Mother and daughter stop logging in Yarratt Forest

January 30, 2023
Issue 
Julie and Luca Lanont suspended themselves from endangered trees in Yarratt Forest to stop logging. Photo: Save Bulga Forest

Two women who grew up in the Manning Valley took action to stop logging in Yarratt Forest north of Taree. They suspended themselves from trees with ropes.

The forest is the only high quality koala habitat in the Taree Forest Management Area that was not severely burnt in the Black Summer fires.

The two women, mother Juliet Lamont and daughter Luca Lamont, want to bring attention to the New South Wales government’s negligence about koalas, forests and climate change.

“I grew up in this area … The magic and power of these forests have deeply shaped our lives,” Lamont said. “I’m horrified to see their utter destruction as we find ourselves in this global environmental crisis. I’m here with my 24-year-old daughter Luca to call out this madness and say that we all have a human right to a clean, healthy, and sustainable environment.”

Lamont said that taking direct action to “protect our environment” is not “radical”. What’s radical, she said, is tax payer’s dollars that subsidise the logging industry, which is making a loss.

Yarratt Forest is the only forest in the lower Manning Valley that was not burnt in the 2019 fires.

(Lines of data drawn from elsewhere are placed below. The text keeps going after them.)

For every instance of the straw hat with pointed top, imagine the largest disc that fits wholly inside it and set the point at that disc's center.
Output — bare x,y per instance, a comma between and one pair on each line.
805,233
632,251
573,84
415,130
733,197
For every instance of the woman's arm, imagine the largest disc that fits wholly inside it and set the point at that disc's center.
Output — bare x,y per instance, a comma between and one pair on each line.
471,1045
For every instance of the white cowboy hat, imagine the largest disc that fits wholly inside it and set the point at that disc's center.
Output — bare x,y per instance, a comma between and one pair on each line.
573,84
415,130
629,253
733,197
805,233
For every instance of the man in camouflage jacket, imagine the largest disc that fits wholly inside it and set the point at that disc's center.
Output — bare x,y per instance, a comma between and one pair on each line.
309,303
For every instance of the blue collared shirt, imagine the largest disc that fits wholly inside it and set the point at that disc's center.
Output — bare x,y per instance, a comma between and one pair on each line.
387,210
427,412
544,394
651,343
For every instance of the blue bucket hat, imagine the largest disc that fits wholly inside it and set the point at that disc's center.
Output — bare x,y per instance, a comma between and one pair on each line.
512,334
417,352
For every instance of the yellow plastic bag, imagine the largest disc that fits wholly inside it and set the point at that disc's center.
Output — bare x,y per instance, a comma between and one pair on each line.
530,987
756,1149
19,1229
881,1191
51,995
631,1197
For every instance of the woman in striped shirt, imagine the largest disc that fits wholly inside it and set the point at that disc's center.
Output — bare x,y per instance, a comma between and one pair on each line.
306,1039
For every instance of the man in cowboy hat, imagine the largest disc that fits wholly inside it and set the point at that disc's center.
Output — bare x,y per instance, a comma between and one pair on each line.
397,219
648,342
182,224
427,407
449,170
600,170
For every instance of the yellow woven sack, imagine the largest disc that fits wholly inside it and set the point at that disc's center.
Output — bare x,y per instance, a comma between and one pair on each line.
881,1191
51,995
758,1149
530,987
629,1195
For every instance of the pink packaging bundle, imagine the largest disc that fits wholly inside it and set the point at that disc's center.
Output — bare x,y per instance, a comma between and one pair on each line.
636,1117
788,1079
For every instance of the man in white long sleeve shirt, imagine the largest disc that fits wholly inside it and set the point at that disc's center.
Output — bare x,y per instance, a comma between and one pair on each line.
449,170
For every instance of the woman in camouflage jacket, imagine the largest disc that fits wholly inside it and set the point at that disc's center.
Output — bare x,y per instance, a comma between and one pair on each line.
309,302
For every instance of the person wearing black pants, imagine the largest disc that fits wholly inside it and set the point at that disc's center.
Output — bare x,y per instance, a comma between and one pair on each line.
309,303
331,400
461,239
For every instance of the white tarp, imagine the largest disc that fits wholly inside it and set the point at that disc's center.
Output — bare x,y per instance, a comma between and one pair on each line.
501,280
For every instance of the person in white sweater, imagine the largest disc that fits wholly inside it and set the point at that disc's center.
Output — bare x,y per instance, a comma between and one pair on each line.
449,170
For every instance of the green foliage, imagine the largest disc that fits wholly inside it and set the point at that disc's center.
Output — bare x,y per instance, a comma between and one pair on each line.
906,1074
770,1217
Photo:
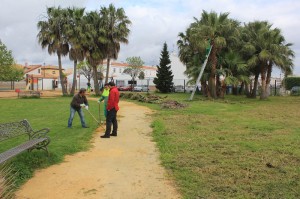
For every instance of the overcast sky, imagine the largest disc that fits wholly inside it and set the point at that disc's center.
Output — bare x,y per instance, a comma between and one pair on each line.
153,23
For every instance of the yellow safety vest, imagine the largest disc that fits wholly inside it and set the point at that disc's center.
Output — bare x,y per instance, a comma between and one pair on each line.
105,93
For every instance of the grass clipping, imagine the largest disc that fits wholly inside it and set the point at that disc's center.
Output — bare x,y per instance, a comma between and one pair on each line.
153,99
7,182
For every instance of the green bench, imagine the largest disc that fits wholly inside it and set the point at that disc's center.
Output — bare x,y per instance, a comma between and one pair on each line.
36,139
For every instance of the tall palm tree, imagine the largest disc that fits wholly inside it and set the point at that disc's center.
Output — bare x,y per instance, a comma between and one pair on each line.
95,46
115,23
76,35
214,30
281,55
51,35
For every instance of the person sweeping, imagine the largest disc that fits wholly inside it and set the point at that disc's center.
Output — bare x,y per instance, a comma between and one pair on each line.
104,97
78,102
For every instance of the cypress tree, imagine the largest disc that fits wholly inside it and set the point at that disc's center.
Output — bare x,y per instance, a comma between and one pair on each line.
164,77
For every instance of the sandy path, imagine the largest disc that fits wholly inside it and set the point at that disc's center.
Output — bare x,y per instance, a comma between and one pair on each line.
125,167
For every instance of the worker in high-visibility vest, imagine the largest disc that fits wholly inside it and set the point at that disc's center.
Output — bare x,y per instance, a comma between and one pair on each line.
104,97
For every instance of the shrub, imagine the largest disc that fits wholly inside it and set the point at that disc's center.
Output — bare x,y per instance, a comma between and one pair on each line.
291,82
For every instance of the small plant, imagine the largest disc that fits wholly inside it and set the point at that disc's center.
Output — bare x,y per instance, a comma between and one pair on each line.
7,182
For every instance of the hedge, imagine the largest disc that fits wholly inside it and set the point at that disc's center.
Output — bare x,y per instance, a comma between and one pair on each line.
291,82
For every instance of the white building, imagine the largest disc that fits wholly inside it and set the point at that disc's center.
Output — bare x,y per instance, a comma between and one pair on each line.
178,69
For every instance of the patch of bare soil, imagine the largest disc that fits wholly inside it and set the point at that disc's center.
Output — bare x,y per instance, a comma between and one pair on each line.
124,167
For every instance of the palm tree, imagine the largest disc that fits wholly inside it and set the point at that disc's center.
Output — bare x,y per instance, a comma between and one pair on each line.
214,30
281,55
76,36
52,36
193,61
95,45
267,48
115,23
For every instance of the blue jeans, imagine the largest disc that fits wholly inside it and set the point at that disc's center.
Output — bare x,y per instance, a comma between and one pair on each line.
72,114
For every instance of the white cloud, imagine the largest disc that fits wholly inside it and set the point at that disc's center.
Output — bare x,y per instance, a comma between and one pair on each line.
153,23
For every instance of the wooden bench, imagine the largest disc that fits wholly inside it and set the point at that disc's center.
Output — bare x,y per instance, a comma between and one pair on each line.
37,139
24,94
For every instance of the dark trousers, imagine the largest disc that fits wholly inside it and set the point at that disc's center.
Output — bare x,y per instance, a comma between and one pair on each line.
111,119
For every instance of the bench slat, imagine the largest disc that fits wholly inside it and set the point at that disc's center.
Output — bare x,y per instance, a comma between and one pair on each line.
18,149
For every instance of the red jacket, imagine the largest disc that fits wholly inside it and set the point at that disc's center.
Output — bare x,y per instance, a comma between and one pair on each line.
113,99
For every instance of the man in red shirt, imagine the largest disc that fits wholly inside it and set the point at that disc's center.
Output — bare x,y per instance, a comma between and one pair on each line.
112,109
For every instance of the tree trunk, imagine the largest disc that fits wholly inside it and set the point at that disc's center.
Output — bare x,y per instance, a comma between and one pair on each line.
247,89
268,80
61,76
203,88
107,70
234,90
254,90
74,78
212,78
96,85
218,86
263,72
223,89
241,88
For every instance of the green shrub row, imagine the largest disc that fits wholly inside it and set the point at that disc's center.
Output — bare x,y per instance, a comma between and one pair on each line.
290,82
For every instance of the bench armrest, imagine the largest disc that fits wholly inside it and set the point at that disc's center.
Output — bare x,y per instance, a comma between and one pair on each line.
39,134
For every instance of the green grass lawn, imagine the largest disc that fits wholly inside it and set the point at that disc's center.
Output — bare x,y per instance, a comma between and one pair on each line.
233,148
46,113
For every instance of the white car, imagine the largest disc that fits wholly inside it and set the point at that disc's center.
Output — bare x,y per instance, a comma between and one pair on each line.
178,89
142,88
190,89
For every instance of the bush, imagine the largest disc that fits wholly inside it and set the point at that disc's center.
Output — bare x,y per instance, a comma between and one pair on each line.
291,82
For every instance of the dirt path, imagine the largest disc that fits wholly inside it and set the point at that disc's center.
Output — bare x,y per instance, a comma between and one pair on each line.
124,167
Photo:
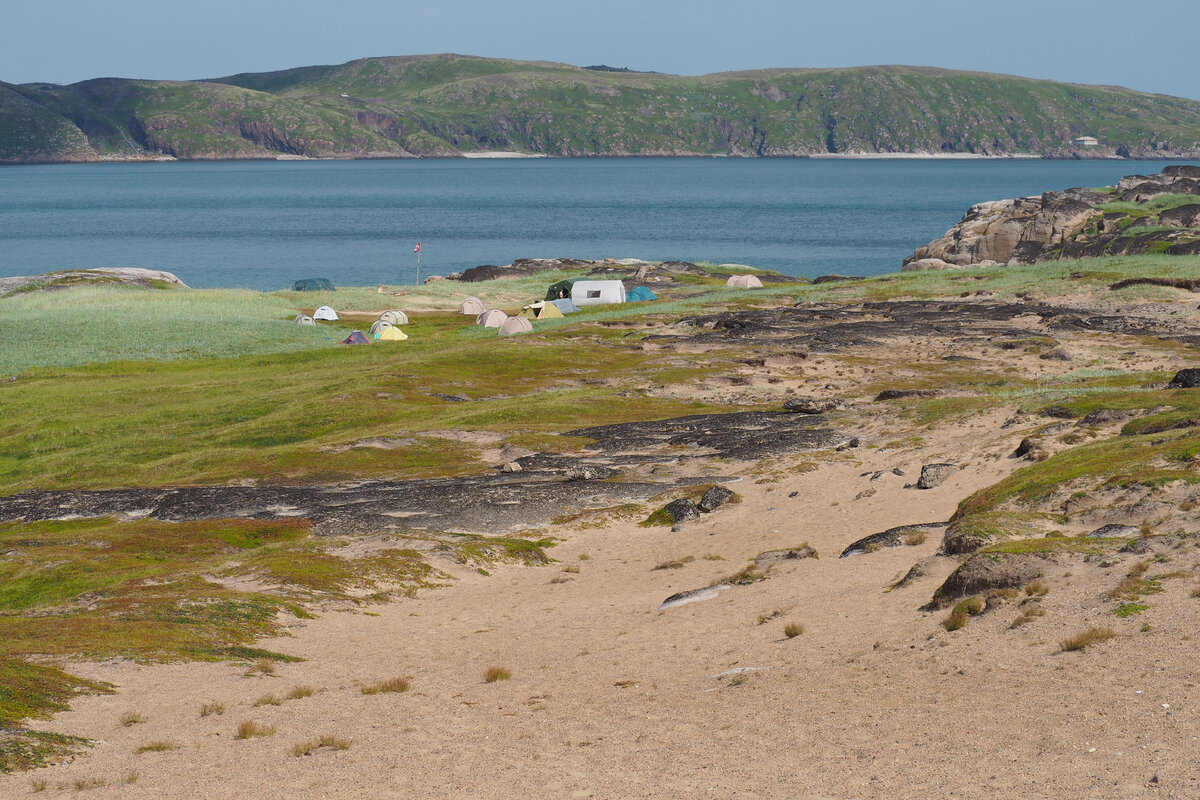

“The government’s own experts recommended that logging in the Taree area be stopped for three years. Instead, the NSW Forestry Corporation went straight in, obliterated half of it and have now started on the other half. That’s radical. Destroying endangered koala habitat is radical,” Lamont said.

Luca Lamont said: “I’m 24 years old and I’m here with my mother to highlight the facts about the harm that forestry is causing and to call them out. Even though the actual experience of getting arrested and the consequences aren’t things I am looking forward to, I feel that doing nothing is far worse than the horror of the reality that we are all facing in this catastrophic climate emergency.”

She urged more people to “stand their ground” and “take action” as decision makers “completely disregard the laws of nature”.

“We all need to stand together to protect our native forests even if it means we have to sacrifice our personal comfort. Because inaction in this climate crisis will be much more uncomfortable,” Lamont concluded.